We need to understand the interconnected circuits, and therefore, enhancing our ability to identify and prioritize targets with better confidence, with better understanding of the underlying biology is critical to really determining the root causes. If we go to the next clip, we are also synthesizing, as you heard me share, briefly, more and more compounds where we are designing 90% or synthesizing 90% fewer compounds of the industry benchmark. About 330 compounds on average versus 2,500-5,000 compounds, which is the industry standard to date, while also advancing these programs to advance in development candidates roughly 2 times as fast. This is a meaningful step change in both efficiency and cycle time, and something that we watch very carefully on an ongoing basis. The next clip, our ClinTech capabilities.

You know, where we have deployed it, we're already seeing about 30%-60% faster trial enrollment. This is very important for us, both for rare diseases and competitive areas such as in oncology, while increasing the eligible patient population for some of these programs from 10%-40%. This directly impacts our timelines and speed at which we can generate high-quality clinical data. Look, underpinning it all is an integrated platform with more than 50 petabytes of proprietary multi-modal data. This is incredibly critical for not just building purposeful models, but ensuring that we have our data moat that we not just invest in, but continue to expand. Suffice to say, these are not theoretical or isolated improvements.

These are real, tangible gains that we keep measuring and focusing on to reinforce how our platform is changing the way we are discovering and developing our medicines. I always like to say they are green shoots, this is how we are pushing the frontier of what's possible with our platform. Let me double-click on a couple of recent examples in the biology layer where we're really pushing the next generation of our models that were recently published. Big picture, one area of focus for us in our biology platform is learning the language of biology. Sounds simple, not easy, incredibly important. We do it across many data layers by generating perturbations at scale, whether they're genetic, chemical, and so forth. Why is that important? What is our goal?

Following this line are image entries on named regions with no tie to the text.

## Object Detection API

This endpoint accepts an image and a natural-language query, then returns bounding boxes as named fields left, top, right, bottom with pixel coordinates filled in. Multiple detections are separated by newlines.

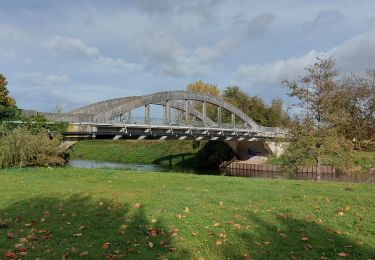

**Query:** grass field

left=267, top=151, right=375, bottom=171
left=70, top=140, right=203, bottom=169
left=0, top=168, right=375, bottom=259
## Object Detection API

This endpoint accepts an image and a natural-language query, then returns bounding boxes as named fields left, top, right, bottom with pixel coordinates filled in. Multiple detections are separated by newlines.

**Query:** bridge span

left=23, top=91, right=288, bottom=155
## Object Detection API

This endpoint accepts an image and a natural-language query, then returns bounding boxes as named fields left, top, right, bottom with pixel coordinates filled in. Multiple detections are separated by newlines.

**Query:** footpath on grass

left=0, top=168, right=375, bottom=259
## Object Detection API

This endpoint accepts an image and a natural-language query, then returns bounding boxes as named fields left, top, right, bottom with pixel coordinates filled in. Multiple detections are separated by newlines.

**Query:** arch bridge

left=24, top=91, right=287, bottom=154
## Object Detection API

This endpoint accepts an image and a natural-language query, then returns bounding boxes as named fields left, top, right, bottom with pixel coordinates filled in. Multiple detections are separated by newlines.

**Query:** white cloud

left=247, top=13, right=275, bottom=38
left=47, top=35, right=99, bottom=58
left=16, top=73, right=69, bottom=87
left=138, top=34, right=238, bottom=77
left=46, top=35, right=140, bottom=70
left=233, top=30, right=375, bottom=84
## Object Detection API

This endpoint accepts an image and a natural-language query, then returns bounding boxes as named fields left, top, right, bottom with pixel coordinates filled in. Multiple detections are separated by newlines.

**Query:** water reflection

left=69, top=160, right=166, bottom=172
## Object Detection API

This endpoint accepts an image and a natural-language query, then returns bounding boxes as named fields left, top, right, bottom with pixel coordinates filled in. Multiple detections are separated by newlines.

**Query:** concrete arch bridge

left=24, top=91, right=288, bottom=159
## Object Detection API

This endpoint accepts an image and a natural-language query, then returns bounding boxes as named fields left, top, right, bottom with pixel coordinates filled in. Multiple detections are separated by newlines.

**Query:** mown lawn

left=0, top=168, right=375, bottom=259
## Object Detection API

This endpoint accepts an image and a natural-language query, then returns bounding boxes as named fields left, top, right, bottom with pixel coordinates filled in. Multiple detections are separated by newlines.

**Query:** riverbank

left=0, top=168, right=375, bottom=259
left=69, top=140, right=204, bottom=169
left=267, top=151, right=375, bottom=172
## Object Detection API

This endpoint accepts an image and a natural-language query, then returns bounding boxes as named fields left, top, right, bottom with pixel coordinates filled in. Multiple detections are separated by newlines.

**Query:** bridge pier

left=217, top=107, right=221, bottom=127
left=185, top=99, right=189, bottom=125
left=202, top=101, right=207, bottom=126
left=145, top=104, right=150, bottom=125
left=231, top=114, right=236, bottom=128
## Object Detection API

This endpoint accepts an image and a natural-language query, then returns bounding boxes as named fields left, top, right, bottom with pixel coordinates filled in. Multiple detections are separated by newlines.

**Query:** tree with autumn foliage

left=283, top=58, right=353, bottom=180
left=0, top=74, right=20, bottom=121
left=186, top=80, right=220, bottom=120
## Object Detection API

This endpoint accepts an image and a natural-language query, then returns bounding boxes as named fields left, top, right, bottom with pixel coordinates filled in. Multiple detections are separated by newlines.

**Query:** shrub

left=0, top=127, right=65, bottom=168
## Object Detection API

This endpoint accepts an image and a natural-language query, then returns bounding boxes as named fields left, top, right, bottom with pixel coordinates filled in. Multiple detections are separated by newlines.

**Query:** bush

left=0, top=127, right=65, bottom=168
left=192, top=141, right=236, bottom=169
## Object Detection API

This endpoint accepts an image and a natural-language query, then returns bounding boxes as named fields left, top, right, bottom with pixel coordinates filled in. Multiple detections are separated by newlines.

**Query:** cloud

left=46, top=35, right=141, bottom=70
left=138, top=34, right=237, bottom=77
left=16, top=73, right=69, bottom=87
left=247, top=13, right=276, bottom=39
left=47, top=35, right=99, bottom=58
left=233, top=30, right=375, bottom=84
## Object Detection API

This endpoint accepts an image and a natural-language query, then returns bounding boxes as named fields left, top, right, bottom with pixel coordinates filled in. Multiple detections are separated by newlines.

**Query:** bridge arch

left=71, top=91, right=259, bottom=130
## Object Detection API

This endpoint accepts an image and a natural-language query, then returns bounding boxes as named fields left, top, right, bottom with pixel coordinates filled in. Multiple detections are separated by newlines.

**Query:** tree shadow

left=222, top=214, right=375, bottom=259
left=0, top=194, right=189, bottom=259
left=152, top=153, right=194, bottom=166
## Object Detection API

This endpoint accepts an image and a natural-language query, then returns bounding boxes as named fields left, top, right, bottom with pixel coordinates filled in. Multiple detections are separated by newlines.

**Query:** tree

left=186, top=80, right=220, bottom=120
left=284, top=58, right=351, bottom=180
left=336, top=70, right=375, bottom=148
left=0, top=74, right=20, bottom=121
left=0, top=74, right=16, bottom=108
left=266, top=99, right=290, bottom=127
left=52, top=104, right=63, bottom=113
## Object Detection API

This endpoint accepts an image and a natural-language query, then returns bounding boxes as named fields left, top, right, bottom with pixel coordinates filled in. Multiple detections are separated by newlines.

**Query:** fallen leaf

left=25, top=220, right=36, bottom=227
left=4, top=252, right=17, bottom=259
left=233, top=224, right=241, bottom=229
left=242, top=254, right=250, bottom=260
left=102, top=242, right=109, bottom=249
left=14, top=244, right=23, bottom=249
left=277, top=213, right=288, bottom=219
left=148, top=228, right=158, bottom=237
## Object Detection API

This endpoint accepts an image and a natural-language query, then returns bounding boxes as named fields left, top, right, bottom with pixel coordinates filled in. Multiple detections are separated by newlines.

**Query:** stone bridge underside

left=23, top=91, right=287, bottom=154
left=33, top=91, right=266, bottom=131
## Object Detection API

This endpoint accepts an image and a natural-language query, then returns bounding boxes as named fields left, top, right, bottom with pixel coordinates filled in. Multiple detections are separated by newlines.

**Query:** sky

left=0, top=0, right=375, bottom=112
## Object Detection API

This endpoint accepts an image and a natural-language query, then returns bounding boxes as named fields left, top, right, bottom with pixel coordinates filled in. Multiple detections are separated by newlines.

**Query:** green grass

left=0, top=168, right=375, bottom=259
left=70, top=140, right=203, bottom=169
left=267, top=151, right=375, bottom=171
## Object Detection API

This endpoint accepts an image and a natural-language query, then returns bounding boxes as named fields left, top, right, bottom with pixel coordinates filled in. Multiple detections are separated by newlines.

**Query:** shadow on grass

left=222, top=214, right=375, bottom=259
left=0, top=194, right=189, bottom=259
left=152, top=153, right=194, bottom=165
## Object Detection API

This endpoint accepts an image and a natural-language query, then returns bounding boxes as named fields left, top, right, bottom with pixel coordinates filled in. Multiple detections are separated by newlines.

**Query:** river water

left=69, top=160, right=167, bottom=172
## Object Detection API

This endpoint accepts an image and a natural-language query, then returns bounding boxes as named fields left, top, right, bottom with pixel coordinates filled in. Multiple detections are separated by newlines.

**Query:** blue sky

left=0, top=0, right=375, bottom=111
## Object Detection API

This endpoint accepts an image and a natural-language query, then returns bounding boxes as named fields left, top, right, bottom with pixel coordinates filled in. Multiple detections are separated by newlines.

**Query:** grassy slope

left=71, top=140, right=201, bottom=168
left=267, top=151, right=375, bottom=170
left=0, top=168, right=375, bottom=259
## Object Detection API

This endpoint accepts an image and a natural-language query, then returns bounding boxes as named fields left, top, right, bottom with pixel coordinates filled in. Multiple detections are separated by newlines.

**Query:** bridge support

left=185, top=99, right=189, bottom=125
left=125, top=110, right=132, bottom=123
left=202, top=101, right=207, bottom=126
left=217, top=107, right=221, bottom=127
left=232, top=114, right=236, bottom=128
left=145, top=105, right=150, bottom=125
left=163, top=100, right=171, bottom=125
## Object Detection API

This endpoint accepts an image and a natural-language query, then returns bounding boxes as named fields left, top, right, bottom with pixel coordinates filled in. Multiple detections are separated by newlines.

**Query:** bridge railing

left=110, top=117, right=253, bottom=129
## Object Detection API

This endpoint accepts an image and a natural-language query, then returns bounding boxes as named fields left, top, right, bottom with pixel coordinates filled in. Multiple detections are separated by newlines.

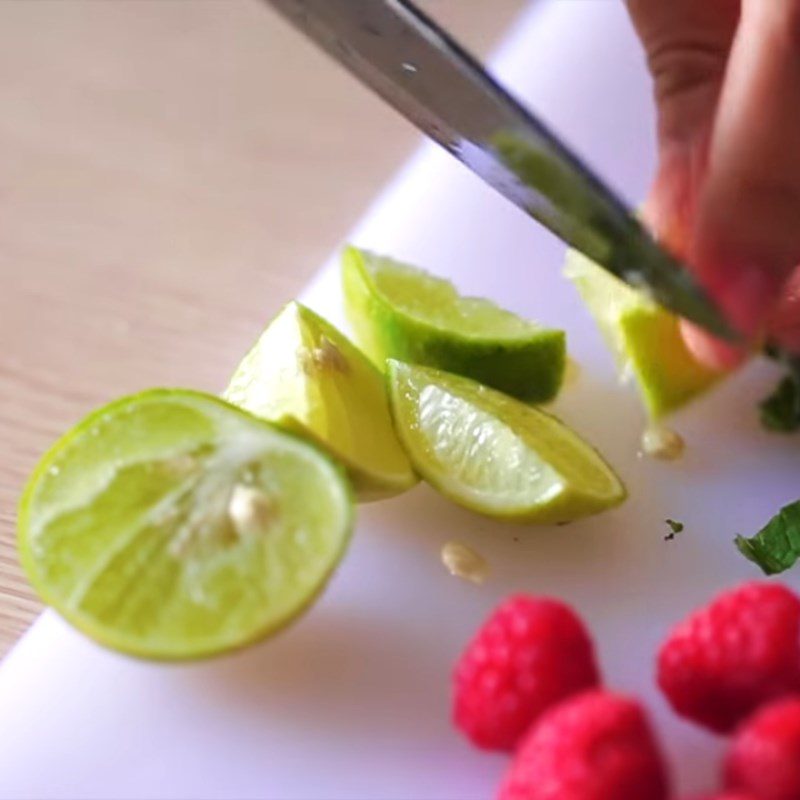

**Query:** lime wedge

left=564, top=250, right=722, bottom=420
left=388, top=360, right=626, bottom=523
left=18, top=389, right=352, bottom=660
left=224, top=303, right=417, bottom=500
left=342, top=247, right=566, bottom=403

Our goal is to, A, understand biology more comprehensively, B, then be able to predict and simulate perturbations before we are even running a single experiment. Third, that we can actually generalize beyond the data that we've already seen. That's really important with these foundation models. You want to predict responses in new out-of-distribution contexts, such as novel targets, combinations, and cell types. Why does it all matter? Well, given the vastness of the biological space and how little, you know, best in industry, you know, 10%, this has the potential to unlock areas that remain untractable or intractable today. That becomes even more powerful when we connect different data layers, high-content cell imaging, transcriptomics, proteomics, patient data, and more to really have a more unified view of biology. Now, it's not just in theory. We're making progress here already.

Step 1 is to actually develop a new generation of models. Let me share with you 2 recent advances in transcriptomics foundation models that we just published in the last month. The 1st is TxPert, which we recently published in Nature Biotech. TxPert is a model designed to predict how gene expression changes in response to different perturbations, essentially helping us to understand biology and how it will respond before we run the experiments. Similar to what you saw in chemistry, you know, the reason why we can reduce the number of compounds we synthesize is because we predict and simulate more, and then, of course, we make less. How can you do that more in biology?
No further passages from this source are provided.